NU Online News Service, May 19, 3:36 p.m. EDT

Three-quarters of U.S. consumers prefer buying insurance products through agents and other trusted sources, but younger and higher-income consumers are more inclined to buy products via the Web, a survey has found.

Accenture, the global consulting firm in Chicago which took the poll of more than 1,000 U.S. consumers, said younger and high-income buyers are also more inclined to switch insurers.

An executive with the firm said insurers are failing to utilize the Web to gain new customers.

Overall key findings include: 73 percent said they prefer to buy auto and home insurance products from an agent, and 75 percent prefer to buy life products from an agent or another trusted source, such as an employer or financial advisor.

Younger and more affluent customers were found more inclined to purchase products via the Web versus purchasing products through an agent. The survey showed that 39 percent of consumers aged 18 to 24 and 28 percent of consumers in the higher-income bracket with incomes above $60,000 said they would prefer to buy insurance products online versus with an agent.

Even more youthful customers were inclined to purchase auto and home products online; 43 percent of consumers aged 18 to 24 and 39 percent of consumers aged 25 to 34 said they are more likely to buy auto and home products online.

Sixty-eight percent of auto and home consumers said they do not have sufficient income to pay the bill, and 53 percent said they feel they are paying too much for their policies.

One in six respondents is "in play," meaning they are considering purchasing an auto or home insurance policy with a new insurer over the next twelve months--with cost savings as the primary goal for 46 percent, Accenture found.

The company said consumers aged 18 to 24 (29 percent) and 25 to 34 (27 percent) were more likely to switch insurers when compared with elder groups. Additionally, consumers with incomes above $60,000 (22 percent) were more likely to switch compared with consumers who had incomes below $60,000 (13 percent).

Consumer confidence in auto and home insurance carriers was found to vary by age, with younger consumers questioning their insurance companies' ability to provide sufficient coverage for them during the current economic times.

Of individuals aged 18 to 24, 43 percent either had some concerns or didn't have confidence in their carriers' ability to provide coverage, compared with just one quarter of those (26 percent) in the 45-plus age groups.
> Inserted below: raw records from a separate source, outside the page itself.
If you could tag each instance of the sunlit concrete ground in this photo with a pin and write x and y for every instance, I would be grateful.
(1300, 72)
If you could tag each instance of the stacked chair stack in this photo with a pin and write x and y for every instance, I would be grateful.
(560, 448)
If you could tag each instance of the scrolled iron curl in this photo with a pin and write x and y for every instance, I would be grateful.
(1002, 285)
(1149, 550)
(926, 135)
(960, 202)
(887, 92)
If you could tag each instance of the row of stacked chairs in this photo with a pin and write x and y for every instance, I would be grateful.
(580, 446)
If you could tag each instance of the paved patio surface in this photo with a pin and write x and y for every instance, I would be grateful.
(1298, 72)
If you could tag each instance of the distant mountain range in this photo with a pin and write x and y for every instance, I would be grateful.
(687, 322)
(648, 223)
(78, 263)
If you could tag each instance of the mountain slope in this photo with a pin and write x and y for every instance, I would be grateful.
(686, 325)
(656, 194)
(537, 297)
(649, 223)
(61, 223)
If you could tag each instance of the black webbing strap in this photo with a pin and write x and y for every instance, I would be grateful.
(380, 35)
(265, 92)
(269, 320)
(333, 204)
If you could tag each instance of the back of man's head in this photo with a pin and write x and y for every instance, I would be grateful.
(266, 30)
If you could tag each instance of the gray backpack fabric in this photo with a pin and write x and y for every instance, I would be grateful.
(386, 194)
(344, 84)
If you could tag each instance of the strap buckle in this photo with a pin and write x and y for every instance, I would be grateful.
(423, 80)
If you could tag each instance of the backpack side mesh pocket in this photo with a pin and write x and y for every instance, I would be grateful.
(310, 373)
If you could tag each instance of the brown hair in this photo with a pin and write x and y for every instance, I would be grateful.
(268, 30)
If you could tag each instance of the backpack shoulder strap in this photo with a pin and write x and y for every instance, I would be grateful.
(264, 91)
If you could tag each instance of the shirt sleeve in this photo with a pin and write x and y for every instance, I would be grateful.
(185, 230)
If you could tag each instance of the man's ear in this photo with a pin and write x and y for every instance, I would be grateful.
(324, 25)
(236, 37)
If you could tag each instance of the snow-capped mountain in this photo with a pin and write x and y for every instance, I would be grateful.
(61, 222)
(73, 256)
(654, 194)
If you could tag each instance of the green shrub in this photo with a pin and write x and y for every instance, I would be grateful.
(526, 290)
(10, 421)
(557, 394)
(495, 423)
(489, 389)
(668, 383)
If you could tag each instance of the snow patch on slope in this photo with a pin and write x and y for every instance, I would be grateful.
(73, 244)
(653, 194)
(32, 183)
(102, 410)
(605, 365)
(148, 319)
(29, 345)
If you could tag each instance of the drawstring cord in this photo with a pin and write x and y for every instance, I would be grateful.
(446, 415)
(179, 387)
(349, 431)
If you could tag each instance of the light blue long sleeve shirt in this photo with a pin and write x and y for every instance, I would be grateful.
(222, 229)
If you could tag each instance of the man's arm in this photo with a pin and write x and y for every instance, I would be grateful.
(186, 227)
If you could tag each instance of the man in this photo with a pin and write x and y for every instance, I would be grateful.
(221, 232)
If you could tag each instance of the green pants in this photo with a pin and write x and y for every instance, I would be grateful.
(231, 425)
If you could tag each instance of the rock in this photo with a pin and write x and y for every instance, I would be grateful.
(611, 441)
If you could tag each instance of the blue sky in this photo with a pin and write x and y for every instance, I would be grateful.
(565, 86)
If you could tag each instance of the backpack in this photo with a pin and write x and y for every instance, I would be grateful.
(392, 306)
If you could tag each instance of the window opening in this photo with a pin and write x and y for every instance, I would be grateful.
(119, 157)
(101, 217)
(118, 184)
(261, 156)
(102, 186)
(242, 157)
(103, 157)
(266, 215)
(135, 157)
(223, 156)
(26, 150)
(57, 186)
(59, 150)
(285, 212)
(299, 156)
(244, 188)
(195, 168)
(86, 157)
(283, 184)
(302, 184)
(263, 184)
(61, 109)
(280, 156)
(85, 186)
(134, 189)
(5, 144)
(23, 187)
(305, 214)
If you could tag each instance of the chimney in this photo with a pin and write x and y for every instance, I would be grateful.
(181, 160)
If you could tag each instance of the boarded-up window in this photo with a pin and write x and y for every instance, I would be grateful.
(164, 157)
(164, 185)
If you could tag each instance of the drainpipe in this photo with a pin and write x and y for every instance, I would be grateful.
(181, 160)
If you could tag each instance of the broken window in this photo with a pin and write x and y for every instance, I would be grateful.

Michael Costonis, director of Accenture's insurance practice in North America, said, "Product complexity and customer service appear to be a driving force behind consumers' preference for agents and their resistance to new insurance purchases."

He noted, "The promise of the Internet is strong, yet insurers have lagged behind other industries in harnessing it to improve customer acquisition and retention. Insurers have an opportunity to attract younger and higher-income consumers to more straightforward products via the Web. Distribution needs to match customers' needs, and insurers need to take a targeted approach for younger and higher-income consumers."